Как отправить токен учетной записи в запросе в Google Cloud Functions

Question

Я запускаю простую функцию в Google Cloud Functions для обновления DNS-записей ( см. Код здесь ). В настоящее время я создаю служебную учетную запись с привилегиями roles/dns.admin и назначаю ее функции. Затем я полагаюсь на бета-поддержку функций для аутентификации и авторизации клиентов.

Альтернативным подходом может быть НЕ предоставление учетных данных учетной записи службы (с roles/dns.admin) для функции, а передача учетных данных в каждом запросе.

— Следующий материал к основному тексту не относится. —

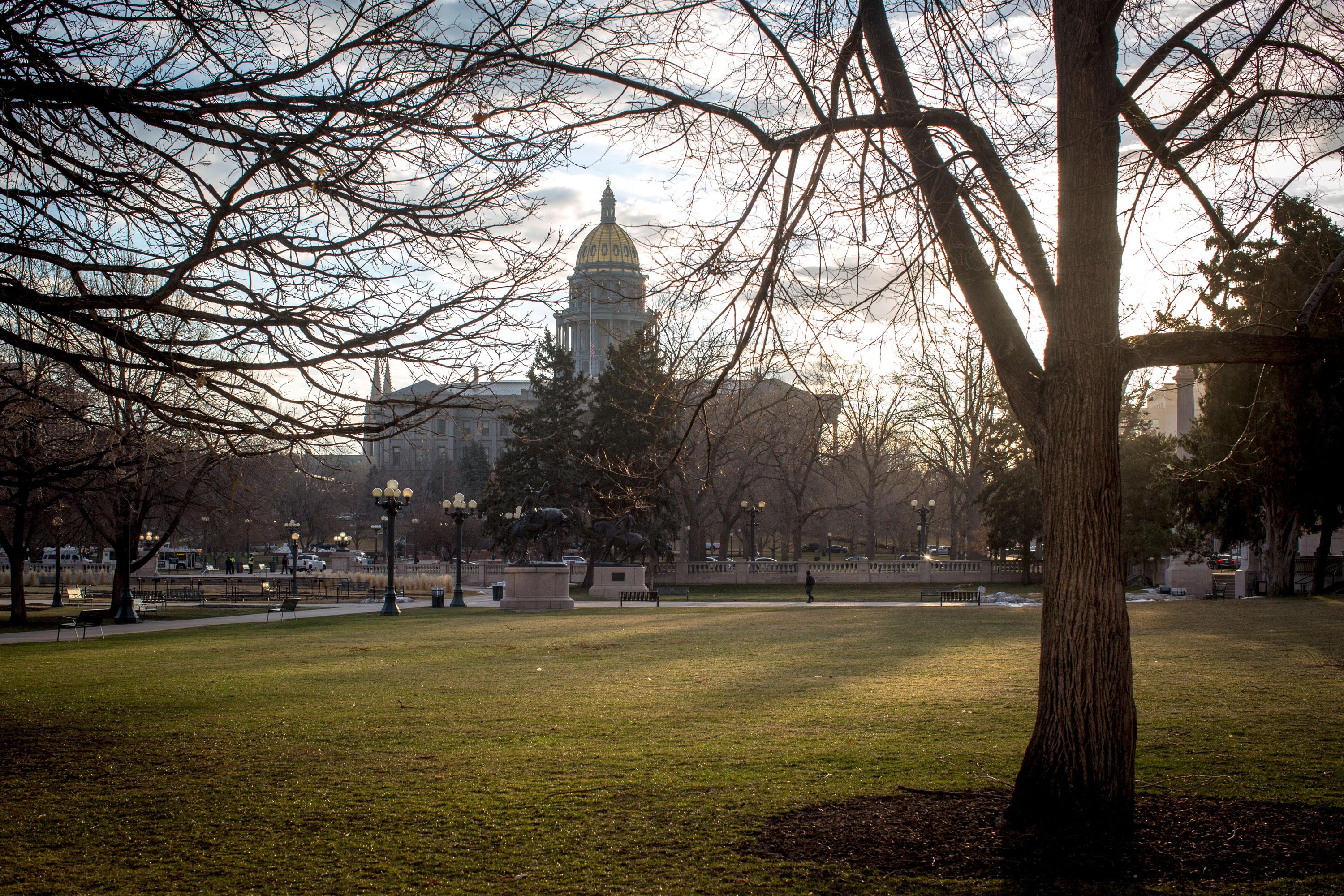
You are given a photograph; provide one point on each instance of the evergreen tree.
(631, 436)
(474, 469)
(547, 440)
(1264, 456)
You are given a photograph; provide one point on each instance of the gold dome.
(608, 246)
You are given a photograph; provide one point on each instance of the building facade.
(605, 306)
(1174, 406)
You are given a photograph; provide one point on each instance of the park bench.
(353, 589)
(960, 597)
(621, 597)
(142, 607)
(288, 605)
(86, 620)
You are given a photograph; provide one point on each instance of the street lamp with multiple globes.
(752, 512)
(392, 499)
(56, 595)
(205, 538)
(459, 509)
(293, 550)
(925, 512)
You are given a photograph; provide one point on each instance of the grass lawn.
(893, 591)
(600, 751)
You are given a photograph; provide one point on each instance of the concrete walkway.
(474, 599)
(171, 625)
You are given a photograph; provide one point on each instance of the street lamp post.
(293, 563)
(752, 512)
(925, 512)
(56, 594)
(392, 499)
(459, 509)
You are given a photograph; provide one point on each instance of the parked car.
(311, 563)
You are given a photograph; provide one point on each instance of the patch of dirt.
(955, 835)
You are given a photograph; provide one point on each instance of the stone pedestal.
(608, 582)
(535, 587)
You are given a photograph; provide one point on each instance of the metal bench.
(142, 607)
(960, 597)
(86, 620)
(621, 597)
(288, 605)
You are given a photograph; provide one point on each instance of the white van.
(69, 554)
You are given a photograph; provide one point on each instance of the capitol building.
(605, 307)
(607, 293)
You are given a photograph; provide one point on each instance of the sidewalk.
(474, 599)
(170, 625)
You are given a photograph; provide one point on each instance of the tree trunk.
(1280, 546)
(1078, 771)
(18, 551)
(1322, 559)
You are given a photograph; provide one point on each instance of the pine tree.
(1264, 454)
(547, 440)
(631, 436)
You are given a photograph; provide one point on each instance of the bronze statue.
(535, 526)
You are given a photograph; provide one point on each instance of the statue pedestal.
(608, 582)
(535, 587)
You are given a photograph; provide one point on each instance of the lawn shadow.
(953, 836)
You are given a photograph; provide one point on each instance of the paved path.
(474, 599)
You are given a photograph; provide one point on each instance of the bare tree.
(953, 413)
(920, 135)
(306, 187)
(46, 450)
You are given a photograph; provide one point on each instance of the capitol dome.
(608, 246)
(607, 293)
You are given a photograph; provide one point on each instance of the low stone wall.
(843, 573)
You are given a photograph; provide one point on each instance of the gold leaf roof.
(608, 248)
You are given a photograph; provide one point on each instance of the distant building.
(1174, 406)
(607, 306)
(422, 449)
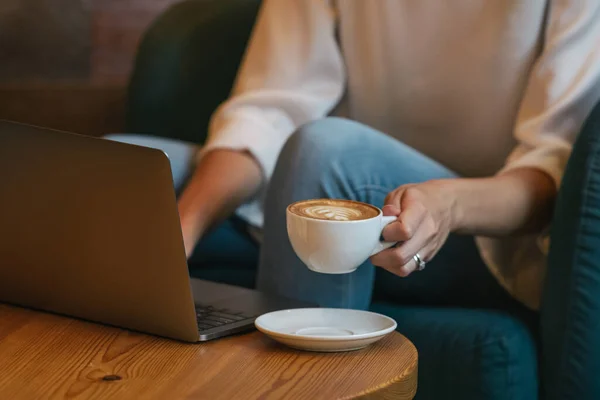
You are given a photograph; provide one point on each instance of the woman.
(459, 120)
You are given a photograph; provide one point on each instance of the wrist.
(451, 190)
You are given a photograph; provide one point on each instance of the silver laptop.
(89, 228)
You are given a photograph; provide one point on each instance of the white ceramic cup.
(336, 247)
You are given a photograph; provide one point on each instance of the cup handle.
(384, 245)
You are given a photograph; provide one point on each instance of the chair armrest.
(186, 65)
(570, 314)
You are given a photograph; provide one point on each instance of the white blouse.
(509, 81)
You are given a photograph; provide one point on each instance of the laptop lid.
(89, 228)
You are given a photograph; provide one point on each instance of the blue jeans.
(338, 158)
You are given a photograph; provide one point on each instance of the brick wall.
(65, 63)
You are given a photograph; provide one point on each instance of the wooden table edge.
(386, 390)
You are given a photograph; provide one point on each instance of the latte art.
(334, 210)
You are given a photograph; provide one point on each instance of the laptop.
(89, 228)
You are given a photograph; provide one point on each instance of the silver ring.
(420, 263)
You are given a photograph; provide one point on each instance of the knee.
(321, 141)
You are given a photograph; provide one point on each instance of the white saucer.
(325, 329)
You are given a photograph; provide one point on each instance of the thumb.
(390, 210)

Как я могу сделать это с помощью среды выполнения Go - Как я могу использовать токен на предъявителя из запроса с клиентом Google API Go?

Плюсы / минусы в этих двух подходах?

Answer 1

В GCF вы можете запросить это, чтобы получить токен.

curl "http://metadata.google.internal/computeMetadata/v1/instance/service-accounts/default/token" -H" Метаданные: Google "

Ссылка: https://cloud.google.com/compute/docs/access/create-enable-service-accounts-for-instances#applications

Answer 2

Я нашел способ передать токен доступа, исходящий из запроса, в клиент Google API Go. Вот как я создаю клиента (r - входящий http.Request):

ctx := context.Background()

auth := r.Header.Get("Authorization")
token := strings.TrimPrefix(auth, "Bearer ")
ts := oauth2.StaticTokenSource(
    &oauth2.Token{AccessToken: token},
)
c := oauth2.NewClient(ctx, ts)

dnsService, err := dns.New(c)

Но, подумав немного, я не думаю, что это хороший подход в моем случае: токен доступа неоправданно силен, чтобы передать запрашивающей стороне. Поэтому я выбрал первый подход в своем первоначальном вопросе.

Answer 3

Облачная функция должна иметь возможность использовать свои учетные данные для авторизации запроса, получая учетные данные по умолчанию и передавая их в клиенте DNS.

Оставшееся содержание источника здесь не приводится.